En la parroquia de la Alhóndiga, en Getafe, Madrid, hay un mural en una de sus paredes donde aparece representado Cristo junto a sus apóstoles durante la última cena. A la derecha de Jesús, el apóstol Juan ha sido caracterizado con el rostro de José Luis Manzano, actor fetiche de Eloy de la Iglesia y protagonista de El Pico, Colegas y Navajeros.
Para quien no lo sepa aún, José Luis Manzano forma parte del imaginario de una época donde la droga atravesó los destinos de la juventud. Según nos cuenta Iñaki Domínguez en su nuevo estudio antropológico titulado Macarras Ibéricos (Akal), la droga fue el atributo común de aquella juventud nacida en los años sesenta, dando igual la clase social, la raza o las estructuras familiares. La caída fue general. En Madrid, los barrios del centro como Malasaña o Chueca amanecían con cadáveres en los portales. Las jeringuillas —chutas— crujían a cada paso y los vecinos huyeron de sus casas, vendiéndolas a bajo precio.
Soy de los que piensan que la llegada de la droga fue un diseño del Estado para sacrificar a la juventud y a la larga obtener beneficios inmobiliarios. Por eso, con la entrada en el euro y la gentrificación, la venta de droga fue desplazada a las afueras; una manera de limpiar el centro y lo más parecido a esconder unos cuantos quilos de mierda en la bolsa del pan que cuelga de la puerta de la cocina. Conocedor de la periferia, Alfonso J. Ussía le cuenta a Iñaki Domínguez las peripecias que vivió cuando le tocó trabajar de machaca de Antonio Vega, quien gastaba una media de 1000 euros al día en ponerse a gusto.
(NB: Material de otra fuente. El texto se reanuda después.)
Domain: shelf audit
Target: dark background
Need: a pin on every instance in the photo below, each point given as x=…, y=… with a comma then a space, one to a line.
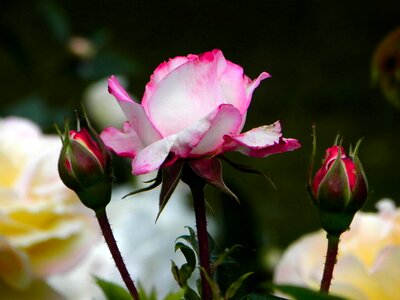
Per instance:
x=318, y=53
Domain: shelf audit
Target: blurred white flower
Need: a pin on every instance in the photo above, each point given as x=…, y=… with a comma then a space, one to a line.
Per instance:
x=147, y=247
x=44, y=229
x=368, y=265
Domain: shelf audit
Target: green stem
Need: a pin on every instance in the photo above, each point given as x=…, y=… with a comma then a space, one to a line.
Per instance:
x=196, y=185
x=202, y=237
x=101, y=216
x=330, y=261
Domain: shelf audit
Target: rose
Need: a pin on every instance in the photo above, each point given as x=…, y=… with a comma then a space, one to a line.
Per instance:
x=368, y=265
x=85, y=166
x=339, y=189
x=43, y=227
x=193, y=107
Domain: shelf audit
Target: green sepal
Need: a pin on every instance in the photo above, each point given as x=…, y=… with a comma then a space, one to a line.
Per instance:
x=335, y=222
x=210, y=170
x=170, y=178
x=334, y=191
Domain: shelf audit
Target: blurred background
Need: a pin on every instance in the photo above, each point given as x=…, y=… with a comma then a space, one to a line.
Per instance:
x=319, y=54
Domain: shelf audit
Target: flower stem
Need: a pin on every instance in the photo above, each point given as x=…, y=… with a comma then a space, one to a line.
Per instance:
x=202, y=237
x=330, y=261
x=101, y=216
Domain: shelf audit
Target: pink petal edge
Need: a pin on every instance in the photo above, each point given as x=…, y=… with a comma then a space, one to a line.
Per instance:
x=134, y=112
x=180, y=144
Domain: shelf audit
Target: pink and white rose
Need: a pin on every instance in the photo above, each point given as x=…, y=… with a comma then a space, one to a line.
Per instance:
x=193, y=107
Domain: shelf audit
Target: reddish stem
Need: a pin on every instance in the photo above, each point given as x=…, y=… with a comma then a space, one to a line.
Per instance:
x=197, y=188
x=330, y=261
x=101, y=216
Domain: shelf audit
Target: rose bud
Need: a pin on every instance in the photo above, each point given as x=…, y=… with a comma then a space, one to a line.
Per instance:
x=85, y=166
x=339, y=189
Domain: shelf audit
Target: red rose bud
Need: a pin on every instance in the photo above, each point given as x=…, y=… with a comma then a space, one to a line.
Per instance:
x=339, y=189
x=85, y=166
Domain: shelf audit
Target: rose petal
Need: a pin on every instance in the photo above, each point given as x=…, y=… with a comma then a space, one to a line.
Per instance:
x=254, y=84
x=227, y=122
x=182, y=143
x=134, y=112
x=15, y=266
x=159, y=74
x=124, y=142
x=187, y=94
x=260, y=142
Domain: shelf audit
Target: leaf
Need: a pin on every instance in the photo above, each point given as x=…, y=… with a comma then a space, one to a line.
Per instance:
x=156, y=182
x=248, y=169
x=191, y=239
x=301, y=293
x=170, y=178
x=176, y=295
x=223, y=256
x=236, y=285
x=190, y=294
x=210, y=170
x=188, y=253
x=112, y=291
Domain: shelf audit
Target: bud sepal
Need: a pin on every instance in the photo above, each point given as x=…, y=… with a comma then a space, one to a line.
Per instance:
x=85, y=165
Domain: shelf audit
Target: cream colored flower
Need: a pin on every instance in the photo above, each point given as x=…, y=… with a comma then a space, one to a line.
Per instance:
x=44, y=229
x=368, y=265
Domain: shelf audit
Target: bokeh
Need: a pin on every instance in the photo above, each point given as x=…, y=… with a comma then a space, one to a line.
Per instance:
x=319, y=54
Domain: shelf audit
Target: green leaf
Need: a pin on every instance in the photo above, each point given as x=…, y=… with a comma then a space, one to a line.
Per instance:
x=144, y=295
x=190, y=294
x=175, y=296
x=301, y=293
x=223, y=257
x=191, y=239
x=170, y=178
x=236, y=285
x=112, y=291
x=210, y=170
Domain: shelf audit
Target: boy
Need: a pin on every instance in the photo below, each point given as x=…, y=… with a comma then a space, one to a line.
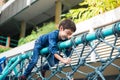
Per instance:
x=66, y=29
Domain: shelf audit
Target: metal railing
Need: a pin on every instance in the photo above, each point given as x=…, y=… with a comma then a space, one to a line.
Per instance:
x=8, y=42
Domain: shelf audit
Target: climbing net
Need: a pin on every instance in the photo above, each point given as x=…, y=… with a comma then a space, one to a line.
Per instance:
x=106, y=50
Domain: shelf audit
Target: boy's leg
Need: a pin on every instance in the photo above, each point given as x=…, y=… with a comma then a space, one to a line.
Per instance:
x=33, y=62
x=51, y=61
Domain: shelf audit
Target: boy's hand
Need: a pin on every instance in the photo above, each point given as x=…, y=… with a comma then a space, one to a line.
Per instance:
x=67, y=60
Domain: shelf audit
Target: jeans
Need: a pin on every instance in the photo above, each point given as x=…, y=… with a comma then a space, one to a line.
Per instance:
x=34, y=59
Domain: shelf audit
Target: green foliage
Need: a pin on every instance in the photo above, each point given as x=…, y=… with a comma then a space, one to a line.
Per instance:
x=4, y=49
x=46, y=28
x=90, y=8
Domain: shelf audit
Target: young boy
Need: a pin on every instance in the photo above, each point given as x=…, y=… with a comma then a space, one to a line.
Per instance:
x=50, y=40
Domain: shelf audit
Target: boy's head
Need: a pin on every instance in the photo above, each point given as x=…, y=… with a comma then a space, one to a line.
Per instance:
x=67, y=27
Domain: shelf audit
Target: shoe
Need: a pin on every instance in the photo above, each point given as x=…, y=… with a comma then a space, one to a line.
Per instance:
x=22, y=78
x=43, y=73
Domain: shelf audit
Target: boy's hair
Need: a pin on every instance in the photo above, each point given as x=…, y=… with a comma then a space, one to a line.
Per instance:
x=68, y=24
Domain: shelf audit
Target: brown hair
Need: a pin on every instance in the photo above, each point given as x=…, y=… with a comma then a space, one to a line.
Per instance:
x=68, y=24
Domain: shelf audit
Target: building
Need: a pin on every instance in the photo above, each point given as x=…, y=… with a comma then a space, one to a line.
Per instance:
x=19, y=17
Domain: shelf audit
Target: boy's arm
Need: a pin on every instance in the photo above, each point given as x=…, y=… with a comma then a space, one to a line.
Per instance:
x=66, y=61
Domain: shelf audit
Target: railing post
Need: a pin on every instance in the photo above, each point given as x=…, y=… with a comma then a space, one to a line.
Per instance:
x=8, y=41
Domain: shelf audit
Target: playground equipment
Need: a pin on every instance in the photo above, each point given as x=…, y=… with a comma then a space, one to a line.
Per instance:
x=16, y=65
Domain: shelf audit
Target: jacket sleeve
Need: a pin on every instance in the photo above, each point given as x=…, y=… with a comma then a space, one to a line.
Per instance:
x=53, y=48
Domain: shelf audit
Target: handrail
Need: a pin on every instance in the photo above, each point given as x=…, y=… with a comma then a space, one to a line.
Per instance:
x=6, y=41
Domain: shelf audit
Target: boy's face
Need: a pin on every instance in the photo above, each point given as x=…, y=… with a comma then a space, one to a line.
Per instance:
x=65, y=33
Las Barranquillas fueron el paisaje habitual donde se movió Alfonsito, tratando con todas aquellas personas que sobrevivían a base de masticar sus propios dientes.
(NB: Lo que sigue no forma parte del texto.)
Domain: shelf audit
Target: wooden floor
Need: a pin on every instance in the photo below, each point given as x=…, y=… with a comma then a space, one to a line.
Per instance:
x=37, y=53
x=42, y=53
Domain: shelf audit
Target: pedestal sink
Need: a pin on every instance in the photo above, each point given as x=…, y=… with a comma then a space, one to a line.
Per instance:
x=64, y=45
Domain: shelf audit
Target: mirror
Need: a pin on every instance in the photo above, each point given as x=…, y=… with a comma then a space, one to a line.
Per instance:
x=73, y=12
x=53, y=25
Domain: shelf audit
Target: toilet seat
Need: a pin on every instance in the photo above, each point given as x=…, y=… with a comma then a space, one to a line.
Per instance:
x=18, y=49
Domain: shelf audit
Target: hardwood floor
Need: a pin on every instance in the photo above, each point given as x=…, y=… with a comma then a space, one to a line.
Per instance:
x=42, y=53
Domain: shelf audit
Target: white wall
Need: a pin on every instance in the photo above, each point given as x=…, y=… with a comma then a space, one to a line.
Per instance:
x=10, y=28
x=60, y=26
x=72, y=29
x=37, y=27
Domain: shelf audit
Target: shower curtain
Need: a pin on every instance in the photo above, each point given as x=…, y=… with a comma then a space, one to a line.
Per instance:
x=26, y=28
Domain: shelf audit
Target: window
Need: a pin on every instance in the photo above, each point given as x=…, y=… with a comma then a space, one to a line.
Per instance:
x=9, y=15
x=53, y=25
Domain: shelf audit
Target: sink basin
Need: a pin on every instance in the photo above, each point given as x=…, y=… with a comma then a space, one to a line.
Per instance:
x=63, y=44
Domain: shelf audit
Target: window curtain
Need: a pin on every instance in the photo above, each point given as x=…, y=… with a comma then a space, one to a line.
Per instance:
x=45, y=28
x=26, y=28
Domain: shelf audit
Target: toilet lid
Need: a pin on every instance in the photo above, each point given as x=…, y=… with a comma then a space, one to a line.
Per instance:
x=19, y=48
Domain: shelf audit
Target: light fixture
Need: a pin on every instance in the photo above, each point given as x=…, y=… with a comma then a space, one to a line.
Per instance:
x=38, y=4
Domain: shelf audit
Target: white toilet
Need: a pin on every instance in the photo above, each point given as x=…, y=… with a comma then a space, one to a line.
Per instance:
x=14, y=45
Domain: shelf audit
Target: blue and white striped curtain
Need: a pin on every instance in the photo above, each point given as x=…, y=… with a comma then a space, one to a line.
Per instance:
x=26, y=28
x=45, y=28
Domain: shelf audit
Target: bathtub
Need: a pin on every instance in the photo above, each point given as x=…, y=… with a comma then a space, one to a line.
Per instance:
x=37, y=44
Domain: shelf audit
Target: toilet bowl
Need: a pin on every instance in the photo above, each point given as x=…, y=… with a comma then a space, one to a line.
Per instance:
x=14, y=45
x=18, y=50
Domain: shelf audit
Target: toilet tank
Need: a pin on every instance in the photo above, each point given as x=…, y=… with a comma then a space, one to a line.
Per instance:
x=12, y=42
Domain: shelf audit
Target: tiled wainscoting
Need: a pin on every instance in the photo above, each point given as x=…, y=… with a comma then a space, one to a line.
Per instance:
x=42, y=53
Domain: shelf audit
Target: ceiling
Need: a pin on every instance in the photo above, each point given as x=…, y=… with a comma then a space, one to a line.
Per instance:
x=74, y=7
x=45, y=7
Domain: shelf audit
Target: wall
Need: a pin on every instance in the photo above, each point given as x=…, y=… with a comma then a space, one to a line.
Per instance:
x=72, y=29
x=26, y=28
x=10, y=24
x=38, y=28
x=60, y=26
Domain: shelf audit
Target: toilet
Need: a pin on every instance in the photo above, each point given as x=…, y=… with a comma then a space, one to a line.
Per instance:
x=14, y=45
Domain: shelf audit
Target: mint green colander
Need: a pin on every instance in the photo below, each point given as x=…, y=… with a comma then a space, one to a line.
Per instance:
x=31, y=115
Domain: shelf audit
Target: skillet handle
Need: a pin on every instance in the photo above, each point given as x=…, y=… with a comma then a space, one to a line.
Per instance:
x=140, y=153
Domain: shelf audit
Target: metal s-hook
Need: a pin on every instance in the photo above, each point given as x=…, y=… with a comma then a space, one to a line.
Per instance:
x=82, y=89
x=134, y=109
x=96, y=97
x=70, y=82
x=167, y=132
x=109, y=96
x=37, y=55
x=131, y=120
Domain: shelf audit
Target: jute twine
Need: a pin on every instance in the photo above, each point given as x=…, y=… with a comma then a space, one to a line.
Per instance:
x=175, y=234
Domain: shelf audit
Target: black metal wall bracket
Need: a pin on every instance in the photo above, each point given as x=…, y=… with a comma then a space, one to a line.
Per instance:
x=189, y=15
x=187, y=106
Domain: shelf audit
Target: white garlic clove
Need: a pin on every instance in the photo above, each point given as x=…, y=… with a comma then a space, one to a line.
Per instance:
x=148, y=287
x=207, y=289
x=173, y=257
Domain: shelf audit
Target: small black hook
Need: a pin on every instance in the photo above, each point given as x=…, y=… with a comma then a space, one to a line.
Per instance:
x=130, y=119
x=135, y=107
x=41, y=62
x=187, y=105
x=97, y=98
Pero si hay un documento que sea memoria viva de aquellos años, ese es el cine denominado quinqui que nos ofrece un retrato sentimental de la mitología nacida en los márgenes de las grandes ciudades durante los años 80. Todo un imaginario colectivo que se reflejó en películas como Perros Callejeros, Navajeros o Deprisa, deprisa, —entre otras— y que tiene su continuación en el cine actual con directores como Juan Vicente Córdoba (Quinqui Stars) Antonio Hens (Clandestinos) o Carlos Salado (Criando ratas ).
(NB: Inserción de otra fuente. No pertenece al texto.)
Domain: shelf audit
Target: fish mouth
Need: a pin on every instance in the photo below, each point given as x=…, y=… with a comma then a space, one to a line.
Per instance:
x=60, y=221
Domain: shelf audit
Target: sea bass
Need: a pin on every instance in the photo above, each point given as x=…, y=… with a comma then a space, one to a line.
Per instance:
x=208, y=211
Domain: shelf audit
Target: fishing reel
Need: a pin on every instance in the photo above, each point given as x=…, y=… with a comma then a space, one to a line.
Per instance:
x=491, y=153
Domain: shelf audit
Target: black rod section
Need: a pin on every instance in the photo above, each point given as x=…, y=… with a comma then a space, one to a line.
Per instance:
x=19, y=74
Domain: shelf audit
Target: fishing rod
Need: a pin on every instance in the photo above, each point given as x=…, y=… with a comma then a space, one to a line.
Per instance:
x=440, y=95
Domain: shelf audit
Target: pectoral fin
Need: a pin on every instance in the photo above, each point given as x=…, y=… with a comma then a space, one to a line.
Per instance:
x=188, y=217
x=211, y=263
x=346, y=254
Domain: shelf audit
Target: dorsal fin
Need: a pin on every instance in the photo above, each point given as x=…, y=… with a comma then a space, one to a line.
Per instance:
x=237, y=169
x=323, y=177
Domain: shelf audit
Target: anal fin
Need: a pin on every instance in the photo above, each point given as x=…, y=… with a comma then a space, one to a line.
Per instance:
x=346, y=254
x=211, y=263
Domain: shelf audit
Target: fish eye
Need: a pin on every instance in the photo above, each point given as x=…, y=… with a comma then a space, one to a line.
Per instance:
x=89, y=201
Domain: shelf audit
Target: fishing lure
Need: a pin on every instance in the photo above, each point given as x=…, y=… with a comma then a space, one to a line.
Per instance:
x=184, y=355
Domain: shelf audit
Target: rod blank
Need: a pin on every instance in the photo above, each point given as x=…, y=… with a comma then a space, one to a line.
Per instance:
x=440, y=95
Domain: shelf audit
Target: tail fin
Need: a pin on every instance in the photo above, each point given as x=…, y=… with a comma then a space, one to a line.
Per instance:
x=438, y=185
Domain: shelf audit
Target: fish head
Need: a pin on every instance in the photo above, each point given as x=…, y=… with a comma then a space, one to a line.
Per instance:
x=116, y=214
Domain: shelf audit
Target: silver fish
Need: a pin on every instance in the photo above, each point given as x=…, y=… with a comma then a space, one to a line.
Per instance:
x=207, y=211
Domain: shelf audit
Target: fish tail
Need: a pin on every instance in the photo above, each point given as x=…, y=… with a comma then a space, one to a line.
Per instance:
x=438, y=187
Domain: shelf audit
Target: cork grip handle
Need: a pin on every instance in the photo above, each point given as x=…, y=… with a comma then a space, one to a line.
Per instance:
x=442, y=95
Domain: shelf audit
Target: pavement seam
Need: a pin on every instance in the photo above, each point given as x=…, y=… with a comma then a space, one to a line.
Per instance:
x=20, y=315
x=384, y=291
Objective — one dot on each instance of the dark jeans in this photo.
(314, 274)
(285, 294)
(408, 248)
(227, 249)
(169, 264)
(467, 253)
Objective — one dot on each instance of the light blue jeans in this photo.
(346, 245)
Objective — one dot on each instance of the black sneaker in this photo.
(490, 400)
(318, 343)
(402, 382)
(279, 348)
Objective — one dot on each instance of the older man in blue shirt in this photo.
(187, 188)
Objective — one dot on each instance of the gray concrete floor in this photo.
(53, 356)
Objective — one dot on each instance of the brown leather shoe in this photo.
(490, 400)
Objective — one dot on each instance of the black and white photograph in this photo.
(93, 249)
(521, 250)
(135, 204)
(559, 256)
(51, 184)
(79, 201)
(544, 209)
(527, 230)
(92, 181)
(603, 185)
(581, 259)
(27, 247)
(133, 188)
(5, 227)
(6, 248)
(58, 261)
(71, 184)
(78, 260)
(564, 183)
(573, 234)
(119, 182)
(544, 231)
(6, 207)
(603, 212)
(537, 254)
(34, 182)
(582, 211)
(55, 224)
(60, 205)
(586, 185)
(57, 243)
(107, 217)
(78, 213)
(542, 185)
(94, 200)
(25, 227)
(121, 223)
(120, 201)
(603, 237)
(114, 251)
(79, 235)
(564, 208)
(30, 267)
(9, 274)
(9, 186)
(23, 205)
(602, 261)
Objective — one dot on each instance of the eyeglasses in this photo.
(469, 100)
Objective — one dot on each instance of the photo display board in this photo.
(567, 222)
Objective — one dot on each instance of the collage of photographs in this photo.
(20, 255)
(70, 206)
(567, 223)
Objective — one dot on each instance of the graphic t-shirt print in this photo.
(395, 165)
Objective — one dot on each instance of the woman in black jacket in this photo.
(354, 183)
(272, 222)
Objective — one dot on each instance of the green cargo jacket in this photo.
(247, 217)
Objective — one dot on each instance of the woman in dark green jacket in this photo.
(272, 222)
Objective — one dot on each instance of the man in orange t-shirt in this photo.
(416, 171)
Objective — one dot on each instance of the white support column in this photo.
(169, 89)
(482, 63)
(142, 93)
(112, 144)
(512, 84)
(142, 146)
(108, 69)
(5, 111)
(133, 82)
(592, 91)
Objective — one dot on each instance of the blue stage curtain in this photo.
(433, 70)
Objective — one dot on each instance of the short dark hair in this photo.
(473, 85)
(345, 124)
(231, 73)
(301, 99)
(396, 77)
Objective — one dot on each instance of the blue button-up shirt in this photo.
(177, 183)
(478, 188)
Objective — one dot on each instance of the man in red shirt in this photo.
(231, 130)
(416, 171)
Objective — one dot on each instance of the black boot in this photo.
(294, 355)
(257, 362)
No podían faltar las referencias a este género cinematográfico en el nuevo trabajo de Iñaki Domínguez, ofreciendo un recorrido por el periodo que conocemos como Transición, mostrándolo desde el ámbito de la marginalidad cuando los núcleos chabolistas crecieron a las afueras de unas ciudades que cada vez se iban haciendo más prietas. Caño Roto y la UVA en Madrid, Otxarkoaga en Bilbao o la Mina en Barcelona son ejemplos de cómo el desarrollismo franquista potenció la industrialización de las grandes ciudades. Desde la segunda mitad de los años 50, hasta finales de los 60, la urbe acogió a las gentes del campo como mano de obra barata. Ese fue el caldo de cultivo de los macarras ibéricos.
Para “contener” toda la corriente de inmigrantes, el franquismo diseñó un plan de poblados denominados “dirigidos”. Mirándolo bien, lo de los “poblados dirigidos” era todo un eufemismo. Con ello, se evitaba decir que eran arrabales de casas construidas con materiales de lo más tirado. De esta manera, los descampados que abrazaban la capital se fueron poblando de un proletariado dispuesto para la vida dura. Décadas después —durante la Transición— la introducción de la heroína neutralizaría toda conciencia de clase posible, convirtiendo los márgenes de la ciudad en el hábitat natural del lumpen, una clase social sin conciencia de clase que trajo consigo la inseguridad ciudadana que quedó reflejada en las películas aquellas donde la sonrisa de José Luis Manzano brillaba como una navaja automática. De él hoy solo queda el recuerdo, su imagen de eterno adolescente en las películas de Eloy de la Iglesia y una pintura religiosa que podemos visitar en la parroquia de la Alhóndiga en Getafe. Más que un perro callejero, Manzano fue un pobre diablo.